Aus der Antwort der Bundesregierung geht allerdings nach Auffassung der Fragesteller nicht hervor, durch wen im konkreten Fall die Beauftragung der Agentur BrinkertLück mit der Konzeption der Werbekampagne „Ich schütze mich“ erfolgt ist (Frage 2f). In der Antwort der Bundesregierung heißt es dazu: „Zur Erbringung der Leistungen für die Kommunikationslinie „Ich schütze mich“ wurde die Agentur BrinkertLück Creatives zusätzlich für den Zeitraum vom 1. August 2022 bis zum 31. Dezember 2022 als Unterauftragnehmerin hinzugezogen.“
Aufgrund der gewählten Passiv-Formulierung ist die Frage 2f nach Ansicht der Fragesteller inhaltlich nicht beantwortet, was eine Nachfrage erforderlich macht. Der Presseberichterstattung ist zu entnehmen, dass die Agentur Scholz & Friends an der Beauftragung dieser Kampagne nicht beteiligt gewesen sei (https://www.bild.de/politik/inland/politik/lukrativer-auftrag-fuer-spd-werbeagentur-lauterbach-unter-kluengel-verdacht-81780976.bild.html).

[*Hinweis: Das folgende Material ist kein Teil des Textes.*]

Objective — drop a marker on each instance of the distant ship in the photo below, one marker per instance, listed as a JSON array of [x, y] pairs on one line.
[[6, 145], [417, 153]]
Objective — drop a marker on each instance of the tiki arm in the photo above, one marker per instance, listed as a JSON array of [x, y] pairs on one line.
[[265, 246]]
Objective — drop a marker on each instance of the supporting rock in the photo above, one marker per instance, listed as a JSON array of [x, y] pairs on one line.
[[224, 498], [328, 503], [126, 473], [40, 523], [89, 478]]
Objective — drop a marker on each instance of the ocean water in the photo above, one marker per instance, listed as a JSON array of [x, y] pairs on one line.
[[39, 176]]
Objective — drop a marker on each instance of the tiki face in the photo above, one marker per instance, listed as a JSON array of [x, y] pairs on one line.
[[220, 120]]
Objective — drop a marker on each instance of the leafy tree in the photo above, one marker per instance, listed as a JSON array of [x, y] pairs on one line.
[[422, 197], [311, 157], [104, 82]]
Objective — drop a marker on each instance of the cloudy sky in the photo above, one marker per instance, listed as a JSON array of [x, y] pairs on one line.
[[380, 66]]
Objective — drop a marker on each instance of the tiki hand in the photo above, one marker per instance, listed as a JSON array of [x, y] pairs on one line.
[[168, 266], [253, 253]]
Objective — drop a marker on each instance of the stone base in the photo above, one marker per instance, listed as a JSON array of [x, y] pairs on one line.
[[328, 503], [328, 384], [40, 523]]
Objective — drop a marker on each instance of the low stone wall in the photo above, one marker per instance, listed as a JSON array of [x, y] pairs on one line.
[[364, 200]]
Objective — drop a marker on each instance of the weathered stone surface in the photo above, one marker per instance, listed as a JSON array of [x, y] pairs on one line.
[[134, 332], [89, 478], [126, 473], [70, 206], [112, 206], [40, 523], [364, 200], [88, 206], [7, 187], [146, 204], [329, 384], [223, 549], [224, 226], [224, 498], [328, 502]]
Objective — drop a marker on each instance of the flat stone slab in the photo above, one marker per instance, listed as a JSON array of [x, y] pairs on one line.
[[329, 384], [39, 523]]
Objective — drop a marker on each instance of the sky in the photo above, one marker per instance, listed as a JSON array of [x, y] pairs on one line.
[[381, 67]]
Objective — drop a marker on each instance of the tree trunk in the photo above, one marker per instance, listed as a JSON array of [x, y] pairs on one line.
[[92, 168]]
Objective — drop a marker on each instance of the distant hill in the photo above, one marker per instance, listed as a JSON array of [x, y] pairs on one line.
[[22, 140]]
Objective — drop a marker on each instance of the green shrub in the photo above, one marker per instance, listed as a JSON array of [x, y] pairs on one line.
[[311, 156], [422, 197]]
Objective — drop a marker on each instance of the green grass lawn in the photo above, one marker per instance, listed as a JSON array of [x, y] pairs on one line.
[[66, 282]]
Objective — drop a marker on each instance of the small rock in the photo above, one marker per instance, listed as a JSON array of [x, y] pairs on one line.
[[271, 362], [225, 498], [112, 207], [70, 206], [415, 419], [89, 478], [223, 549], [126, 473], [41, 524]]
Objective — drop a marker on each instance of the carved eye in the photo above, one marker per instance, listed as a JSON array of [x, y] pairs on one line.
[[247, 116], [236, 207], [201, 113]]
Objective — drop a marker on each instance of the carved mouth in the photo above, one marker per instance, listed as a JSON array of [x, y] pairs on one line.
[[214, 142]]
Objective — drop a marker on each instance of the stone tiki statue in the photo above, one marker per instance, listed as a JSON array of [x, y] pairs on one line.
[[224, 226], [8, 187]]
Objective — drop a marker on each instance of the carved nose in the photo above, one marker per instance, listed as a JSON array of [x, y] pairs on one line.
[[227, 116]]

Ferner führt die Bundesregierung aus, dass zur Erfüllung der abgerufenen Leistungen aus dem Rahmenvertrag auch Dritte (Unterauftragnehmer) in Anspruch genommen werden könnten. Die Bundesregierung behauptet, „im Rahmen des Vergabeverfahrens“ werde „nicht verlangt“, die Unternehmen zu benennen, die bei der späteren Auftragserfüllung als Unterauftragnehmer Leistungen erbringen sollen. Auch dies macht ein Nachfassen aus Sicht der Fragesteller erforderlich.

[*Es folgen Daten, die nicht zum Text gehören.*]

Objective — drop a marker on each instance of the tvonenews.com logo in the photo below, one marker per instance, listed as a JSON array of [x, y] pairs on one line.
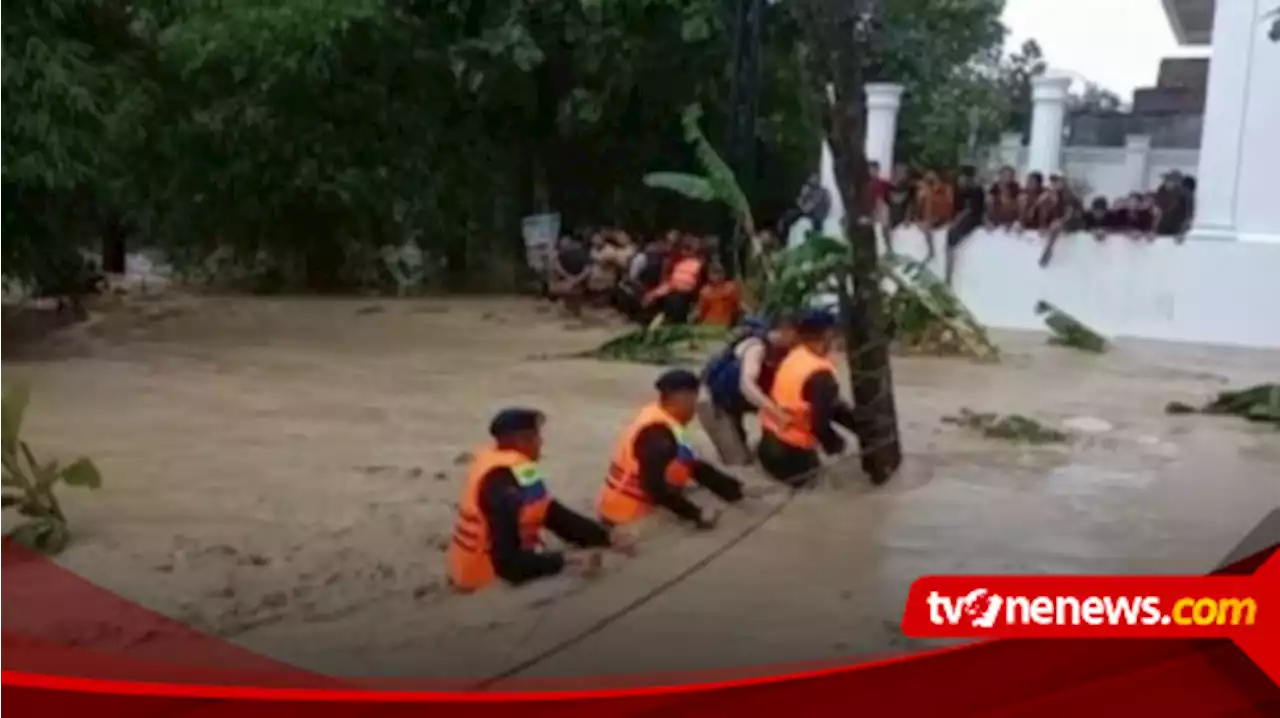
[[981, 608]]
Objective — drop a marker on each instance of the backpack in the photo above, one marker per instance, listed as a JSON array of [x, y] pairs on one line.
[[723, 373]]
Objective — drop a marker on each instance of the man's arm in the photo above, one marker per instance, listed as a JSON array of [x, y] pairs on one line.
[[752, 359], [499, 503], [822, 392], [656, 448]]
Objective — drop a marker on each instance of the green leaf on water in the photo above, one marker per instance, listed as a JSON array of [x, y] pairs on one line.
[[690, 186], [13, 406], [45, 535]]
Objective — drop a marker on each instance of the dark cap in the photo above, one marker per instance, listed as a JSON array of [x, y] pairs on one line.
[[676, 380], [515, 420], [816, 321]]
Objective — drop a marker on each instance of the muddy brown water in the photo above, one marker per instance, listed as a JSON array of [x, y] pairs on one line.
[[282, 472]]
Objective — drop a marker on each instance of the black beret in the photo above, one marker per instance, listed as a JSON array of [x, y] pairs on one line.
[[513, 420], [814, 321], [677, 380]]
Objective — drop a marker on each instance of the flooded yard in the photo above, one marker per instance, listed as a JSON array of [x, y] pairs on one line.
[[282, 472]]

Schließlich sind zur Klärung der Verantwortlichkeit nach Auffassung der Fragesteller weitergehende Fragen notwendig.
Wir fragen die Bundesregierung:
Fragen4
Trifft die erwähnte Presseberichterstattung zu, wonach die Agentur Scholz & Friends die Kampagne „Ich schütze mich“ nicht beauftragt habe (vgl. Vorbemerkung der Fragesteller)?
Durch wen erfolgte die Beauftragung der Agentur BrinkertLück zur Erbringung der Leistungen für die Kommunikationslinie „Ich schütze mich“ (vgl. Vorbemerkung der Fragesteller)?
a) Wann wurde der Auftrag erteilt?
b) Waren neben der Agentur BrinkertLück noch andere Agenturen in der Auswahl, die der Beauftragung vorangegangen ist?
c) Auf welcher Basis und nach welchen Kriterien wurde die Agentur BrinkertLück für den Auftrag ausgewählt?
d) Liegen die Auftragsbedingungen der Bundesregierung in schriftlicher oder sonst wie verkörperter Form vor, gibt es einen Vertrag, und wenn ja, wann datiert dieser, und wer ist Vertragspartei?
e) Trifft die in der Vorbemerkung der Fragesteller in der Antwort der Bundesregierung auf die Kleine Anfrage auf Bundestagsdrucksache 20/5042 zitierte Presseberichterstattung zu, wonach an BrinkertLück ein Honorar in Höhe von 700 000 Euro für die beauftragten Leistungen gezahlt worden sein soll, und falls nein, wie hoch ist das Honorar?
f) Wer ist nach den Auftragsbedingungen Schuldner des Honorars?
g) Auf welche Weise wurde die Höhe des Honorars ermittelt, wenn die Leistung zuvor nicht ausgeschrieben wurde?
Wie beurteilt die Bundesregierung ihre Ansicht, „im Rahmen des Vergabeverfahrens“ werde „nicht verlangt“, die Unternehmen zu benennen, die bei der späteren Auftragserfüllung als Unterauftragnehmer Leistungen erbringen (vgl. Vorbemerkung der Fragesteller), vor dem Hintergrund des § 21 Absatz 4 der Verordnung über die Vergabe öffentlicher Aufträge (VgV), wonach gemäß der Lesart der Fragesteller bei der Vergabe eines Einzelauftrags auf der Grundlage einer Rahmenvereinbarung nur dann u. U. von einem erneuten Vergabeverfahren abgesehen werden darf, wenn die Rahmenvereinbarung mit mehr als einem Unternehmen abgeschlossen wurde?
Wann hatte der Bundesminister für Gesundheit Dr. Karl Lauterbach erstmals Kenntnis davon erhalten, dass die Agentur BrinkertLück mit der Erbringung der Leistungen für die Kampagne „Ich schütze mich“ beauftragt werden sollte bzw. wurde?